Saturday, May 3, 2014

How The United States Is Failing The Moral Test

The true test of our character never lies in times of ease or abundance. Our character is tested in times of pain, in times of hardship, in times of tribulation and sorrow.

Over the past decade the character of our society has been tested repeatedly, and we have repeatedly failed the test. We've failed to live up to our own standards, failed to rise above our temporary circumstances, to remain true to the moral and ethical code that has been handed down to us by our founding fathers, built upon through the generations who followed them.

In times of economic hardship, we turned on our neighbors, our elders and even our own children. We've shaken our fist and stomped our feet at the poorest and weakest among us. We've attacked the foreigner and the immigrant, who came to our shores seeking safe haven and a better way of life.

We've screeched louder than the demons of hell about the burden of caring for the sick. We've shown that we'd sooner see old men become homeless and children turned away from the school lunch line, than to dig in our pockets, pay our taxes and assume the responsibility of caring for the weakest members of our society.

In 2001 we were tested. When the twin towers fell to earth in flames, taking with them our fellow citizens, our neighbors, friends and loved ones, we responded by crying out for blood. As history has revealed to us, we didn't care whose blood it was, what we wanted was to punish, to do harm to someone, in return for the harm that was done to us. We allowed ourselves to be deceived, to be led off to war against our perceived enemy, to decimate a country, to exterminate more than a million people, without question.
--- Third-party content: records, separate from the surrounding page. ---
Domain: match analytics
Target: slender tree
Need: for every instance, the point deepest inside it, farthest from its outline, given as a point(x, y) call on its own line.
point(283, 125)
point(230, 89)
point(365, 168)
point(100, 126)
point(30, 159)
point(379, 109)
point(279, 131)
During times of war, we were tested. How did we do? We showed our willingness to go along with human torture. We demonstrated our ability to rationalize the 'rightness' of depriving others of their most basic human rights. We embraced the idea of Gitmo, of secret prisons and secret prisoners, people detained indefinitely, guilty until proven innocent, but deprived of a trial and a jury and therefore deprived of the right to be proven innocent. We showed our hypocrisy, when we cried out against the government's supposed authority to detain American citizens indefinitely, without a trial, but remained silent when we became aware that citizens of other countries were being held without the right to a trial.

Every day in the United States, our society is being tested. How are we doing? Our state sanctioned executions have become public forums for cruel and unusual punishment, and do we care? The American death panel is hard at work dreaming up new ways to kill people, testing these methods on real human beings, while families watch in horror, because this is what we demand, in the name of justice. An eye for an eye and a tooth for a tooth, self proclaimed Christians of the right wing variety claim this is the will of God. Is it? Jesus said, "You have heard it said an eye for an eye and a tooth for a tooth, but I say unto you do not resist an evil person." (Mathew 5:39) The words "Do not return evil for evil" are clearly spelled out in both the book of Romans and 1 Peter.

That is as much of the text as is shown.